Intervention de Jacques Myard

Réunion du 14 mai 2013 à 16h00
Commission des affaires étrangères

Photo issue du site de l'Assemblée nationale ou de WikipediaJacques Myard :

Nous sommes arrivés à Tripoli le 21 avril dernier, en passant par Francfort, car il n'y a plus de vol direct depuis Paris. Nous devions déjà nous rendre en Libye au mois de février dernier, mais il a fallu se limiter à l'Egypte et à la Tunisie. Notre ambassadeur redoutait alors une action des salafistes. Nous nous sommes déplacés dans Tripoli en Mercedes blindées, avec des gardes du corps et une voiture de police qui nous ouvrait la voie.
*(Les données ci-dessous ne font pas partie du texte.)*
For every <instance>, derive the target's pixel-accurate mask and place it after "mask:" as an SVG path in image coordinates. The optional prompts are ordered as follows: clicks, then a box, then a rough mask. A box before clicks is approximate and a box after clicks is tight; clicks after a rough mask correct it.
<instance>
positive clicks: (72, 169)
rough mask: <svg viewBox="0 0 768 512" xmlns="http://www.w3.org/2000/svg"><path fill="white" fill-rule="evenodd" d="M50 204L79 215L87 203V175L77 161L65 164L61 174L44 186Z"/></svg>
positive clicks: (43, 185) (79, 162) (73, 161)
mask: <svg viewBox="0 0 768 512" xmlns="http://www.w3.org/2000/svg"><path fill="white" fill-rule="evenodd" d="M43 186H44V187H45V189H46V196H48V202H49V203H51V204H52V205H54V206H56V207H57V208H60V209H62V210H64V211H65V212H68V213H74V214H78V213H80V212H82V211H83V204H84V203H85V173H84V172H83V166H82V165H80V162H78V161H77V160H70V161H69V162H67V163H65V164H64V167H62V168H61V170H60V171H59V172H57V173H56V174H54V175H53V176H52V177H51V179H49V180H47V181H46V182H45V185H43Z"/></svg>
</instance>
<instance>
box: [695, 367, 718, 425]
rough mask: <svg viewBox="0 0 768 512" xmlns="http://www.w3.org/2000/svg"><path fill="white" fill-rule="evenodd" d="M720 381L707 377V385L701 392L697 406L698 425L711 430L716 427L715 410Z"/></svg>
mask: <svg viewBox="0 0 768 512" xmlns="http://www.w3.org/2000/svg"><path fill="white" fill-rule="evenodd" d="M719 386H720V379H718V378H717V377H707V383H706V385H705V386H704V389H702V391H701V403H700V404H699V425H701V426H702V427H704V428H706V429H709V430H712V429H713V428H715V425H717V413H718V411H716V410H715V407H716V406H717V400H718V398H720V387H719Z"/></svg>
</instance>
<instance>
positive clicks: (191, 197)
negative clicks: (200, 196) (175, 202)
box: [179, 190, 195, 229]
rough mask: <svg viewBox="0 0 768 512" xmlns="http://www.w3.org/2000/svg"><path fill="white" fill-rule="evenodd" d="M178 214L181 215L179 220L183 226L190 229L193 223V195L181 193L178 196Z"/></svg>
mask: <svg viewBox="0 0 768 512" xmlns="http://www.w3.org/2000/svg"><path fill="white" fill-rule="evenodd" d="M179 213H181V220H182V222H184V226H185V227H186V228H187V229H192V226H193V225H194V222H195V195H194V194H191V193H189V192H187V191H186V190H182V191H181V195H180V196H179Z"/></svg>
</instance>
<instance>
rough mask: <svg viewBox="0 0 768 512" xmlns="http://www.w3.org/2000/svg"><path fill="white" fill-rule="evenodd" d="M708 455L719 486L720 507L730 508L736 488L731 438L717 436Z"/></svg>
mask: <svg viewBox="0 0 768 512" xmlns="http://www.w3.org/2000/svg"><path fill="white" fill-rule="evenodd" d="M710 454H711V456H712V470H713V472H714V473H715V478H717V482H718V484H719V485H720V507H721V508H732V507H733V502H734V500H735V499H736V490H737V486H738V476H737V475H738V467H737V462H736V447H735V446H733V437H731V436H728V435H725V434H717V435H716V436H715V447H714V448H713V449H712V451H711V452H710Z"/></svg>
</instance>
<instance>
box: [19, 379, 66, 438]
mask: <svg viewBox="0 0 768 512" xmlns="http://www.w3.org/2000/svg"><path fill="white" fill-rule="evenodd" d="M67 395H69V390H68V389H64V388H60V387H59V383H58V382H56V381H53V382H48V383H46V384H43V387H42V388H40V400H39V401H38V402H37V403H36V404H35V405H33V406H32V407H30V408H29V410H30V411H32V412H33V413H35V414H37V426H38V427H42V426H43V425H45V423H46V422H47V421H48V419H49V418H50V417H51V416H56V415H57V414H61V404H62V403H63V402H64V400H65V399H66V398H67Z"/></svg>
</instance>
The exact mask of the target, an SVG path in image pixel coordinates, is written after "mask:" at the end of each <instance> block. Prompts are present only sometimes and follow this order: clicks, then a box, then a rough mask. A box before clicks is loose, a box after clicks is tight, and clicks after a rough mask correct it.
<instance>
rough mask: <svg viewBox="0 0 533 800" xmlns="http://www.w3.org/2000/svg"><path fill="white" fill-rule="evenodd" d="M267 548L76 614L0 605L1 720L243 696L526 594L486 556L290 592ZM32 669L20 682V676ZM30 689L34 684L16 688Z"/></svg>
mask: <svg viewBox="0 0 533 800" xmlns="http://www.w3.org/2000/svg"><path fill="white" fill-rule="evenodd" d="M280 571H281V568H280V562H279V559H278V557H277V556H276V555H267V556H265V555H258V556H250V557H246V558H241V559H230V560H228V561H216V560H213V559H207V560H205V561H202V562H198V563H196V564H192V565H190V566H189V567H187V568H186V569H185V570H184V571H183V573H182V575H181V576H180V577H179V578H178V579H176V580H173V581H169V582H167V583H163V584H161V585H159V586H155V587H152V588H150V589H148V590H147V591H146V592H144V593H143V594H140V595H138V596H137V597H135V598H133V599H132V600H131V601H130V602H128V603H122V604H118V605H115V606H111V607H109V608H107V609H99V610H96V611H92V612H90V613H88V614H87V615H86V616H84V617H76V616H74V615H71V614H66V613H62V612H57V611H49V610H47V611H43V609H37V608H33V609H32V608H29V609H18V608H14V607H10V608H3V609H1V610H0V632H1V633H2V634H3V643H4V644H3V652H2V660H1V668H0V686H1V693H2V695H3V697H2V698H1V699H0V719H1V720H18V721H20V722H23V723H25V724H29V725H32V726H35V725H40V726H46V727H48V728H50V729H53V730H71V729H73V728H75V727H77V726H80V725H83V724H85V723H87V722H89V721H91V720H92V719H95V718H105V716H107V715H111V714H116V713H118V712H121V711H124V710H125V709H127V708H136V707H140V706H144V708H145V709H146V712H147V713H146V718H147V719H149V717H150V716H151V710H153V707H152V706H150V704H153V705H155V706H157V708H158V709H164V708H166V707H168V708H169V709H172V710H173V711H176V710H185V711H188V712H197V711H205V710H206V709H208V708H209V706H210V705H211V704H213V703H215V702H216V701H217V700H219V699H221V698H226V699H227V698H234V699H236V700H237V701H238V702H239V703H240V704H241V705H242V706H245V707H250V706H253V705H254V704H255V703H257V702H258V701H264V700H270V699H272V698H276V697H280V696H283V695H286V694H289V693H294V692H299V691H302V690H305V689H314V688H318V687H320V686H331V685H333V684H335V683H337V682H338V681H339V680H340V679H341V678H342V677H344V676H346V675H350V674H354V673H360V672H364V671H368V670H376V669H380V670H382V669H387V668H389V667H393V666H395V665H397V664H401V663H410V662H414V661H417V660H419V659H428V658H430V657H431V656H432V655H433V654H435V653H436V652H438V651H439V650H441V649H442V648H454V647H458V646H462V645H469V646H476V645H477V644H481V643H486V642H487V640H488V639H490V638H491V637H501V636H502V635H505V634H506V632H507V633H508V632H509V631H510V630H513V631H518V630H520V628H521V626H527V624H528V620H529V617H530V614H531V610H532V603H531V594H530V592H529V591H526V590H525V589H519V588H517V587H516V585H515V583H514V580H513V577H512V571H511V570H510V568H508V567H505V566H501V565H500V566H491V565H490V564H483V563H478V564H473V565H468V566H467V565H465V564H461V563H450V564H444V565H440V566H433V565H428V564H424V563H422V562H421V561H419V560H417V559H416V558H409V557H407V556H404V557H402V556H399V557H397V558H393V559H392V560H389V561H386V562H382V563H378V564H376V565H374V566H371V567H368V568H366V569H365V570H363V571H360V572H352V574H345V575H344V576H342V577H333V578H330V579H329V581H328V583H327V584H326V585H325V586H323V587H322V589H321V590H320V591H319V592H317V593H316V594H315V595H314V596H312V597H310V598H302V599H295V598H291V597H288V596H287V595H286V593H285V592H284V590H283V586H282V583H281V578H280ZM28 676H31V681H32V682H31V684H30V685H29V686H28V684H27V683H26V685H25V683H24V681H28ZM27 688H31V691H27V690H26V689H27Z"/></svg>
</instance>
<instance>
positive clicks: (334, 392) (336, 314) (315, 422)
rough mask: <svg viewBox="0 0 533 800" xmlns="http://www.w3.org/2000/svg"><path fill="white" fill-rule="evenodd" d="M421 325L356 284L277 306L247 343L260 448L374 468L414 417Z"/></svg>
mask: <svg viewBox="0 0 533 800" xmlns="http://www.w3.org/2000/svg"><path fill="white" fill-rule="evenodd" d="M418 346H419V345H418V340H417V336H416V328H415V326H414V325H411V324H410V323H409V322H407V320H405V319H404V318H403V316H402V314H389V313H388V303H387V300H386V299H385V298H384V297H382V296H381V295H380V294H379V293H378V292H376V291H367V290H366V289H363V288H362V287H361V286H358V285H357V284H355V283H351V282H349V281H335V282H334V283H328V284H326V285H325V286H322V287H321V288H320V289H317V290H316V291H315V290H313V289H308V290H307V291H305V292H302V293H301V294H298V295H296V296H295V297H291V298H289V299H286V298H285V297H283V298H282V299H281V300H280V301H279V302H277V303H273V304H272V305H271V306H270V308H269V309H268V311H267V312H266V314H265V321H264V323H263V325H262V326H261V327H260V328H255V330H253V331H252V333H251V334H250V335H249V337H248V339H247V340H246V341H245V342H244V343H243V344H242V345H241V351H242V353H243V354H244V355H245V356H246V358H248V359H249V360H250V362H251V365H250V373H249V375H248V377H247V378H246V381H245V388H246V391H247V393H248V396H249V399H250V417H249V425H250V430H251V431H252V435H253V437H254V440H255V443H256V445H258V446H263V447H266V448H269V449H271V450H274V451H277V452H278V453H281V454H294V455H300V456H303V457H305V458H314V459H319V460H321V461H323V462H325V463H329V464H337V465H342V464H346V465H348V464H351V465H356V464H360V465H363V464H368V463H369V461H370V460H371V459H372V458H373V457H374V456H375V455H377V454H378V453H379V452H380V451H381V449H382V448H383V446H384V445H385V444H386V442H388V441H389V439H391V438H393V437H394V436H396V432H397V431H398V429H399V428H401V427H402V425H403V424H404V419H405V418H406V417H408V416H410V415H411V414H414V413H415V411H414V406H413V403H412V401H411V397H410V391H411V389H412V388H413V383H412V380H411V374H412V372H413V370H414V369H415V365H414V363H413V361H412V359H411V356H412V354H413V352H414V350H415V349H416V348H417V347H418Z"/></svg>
Quant à l'adjoint au chef de la Mission d'appui des Nations unies en Libye (MANUL), que nous avons rencontré à notre arrivée, nous avons pu constater qu'il travaillait dans une villa implantée dans un complexe très sécurisé.

Nous nous sommes aussi entretenus avec le Premier ministre et le ministre des affaires étrangères, ainsi qu'avec des députés libyens, avec l'évêque catholique de Tripoli, dont les fidèles sont essentiellement des travailleurs philippins, et avec des membres de la société civile.

Une des particularités de la Libye est que ce ne sont pas les Frères musulmans, ni les salafistes, qui ont remporté les élections, mais des modérés que l'on pourrait qualifier, sinon de laïcs, du moins de « démocrates ». Le président du Congrès, M. Mohamed Megarief, est un ancien ambassadeur qui avait fait défection il y a longtemps. Quant au Premier ministre, Ali Zeidan, il s'était exilé en Allemagne.

Les représentantes d'ONG que nous avons rencontrées à l'ambassade nous ont décrit une situation assez difficile pour les femmes, d'ailleurs moins en raison des textes en vigueur que des attitudes à leur égard dans la société libyenne.

Les chefs d'entreprise français, pour leur part, se plaignaient tous du fait qu'Air France ne desservait plus Tripoli et que l'ensemble du pays était classé en rouge dans la fiche « conseils aux voyageurs » du ministère des affaires étrangères, à l'exception d'une étroite bande côtière. Le lendemain de cette rencontre avec la communauté française, un attentat a détruit l'ambassade à 80 %. Je dois dire que nous avons été très frappés par le contraste entre cet attentat et la confiance de tous les Français que nous avons rencontrés à Tripoli.

Je peux vous donner quelques nouvelles du gendarme qui a été grièvement blessé. Il était hors de danger lorsque je l'ai eu au téléphone, il y a quelques jours. Il n'a eu la vie sauve que parce qu'il se trouvait dans le sas blindé situé à l'entrée de l'ambassade au moment de l'explosion. C'est un miracle qu'il n'y ait eu de mort ni d'un côté ni de l'autre de cette rue très étroite.

Le chef du protocole libyen avait trois hypothèses lorsqu'il nous a raccompagnés à l'aéroport, après l'attentat. Selon lui, il pouvait s'agir d'un acte commis soit par d'anciens kadhafistes, soit par des membres d'Al-Qaida, soit par les katibas qui font régner leur loi en Libye.

Quelques jours après notre départ, elles ont d'ailleurs fait adopter une loi d'exclusion politique après avoir asségé plusieurs ministères, dont celui des affaires étrangères, en utilisant des pick-up équipés de mitrailleuses et d'armes anti-aériennes. Cette loi d'épuration, qui va très loin, est un véritable coup d'Etat des salafistes.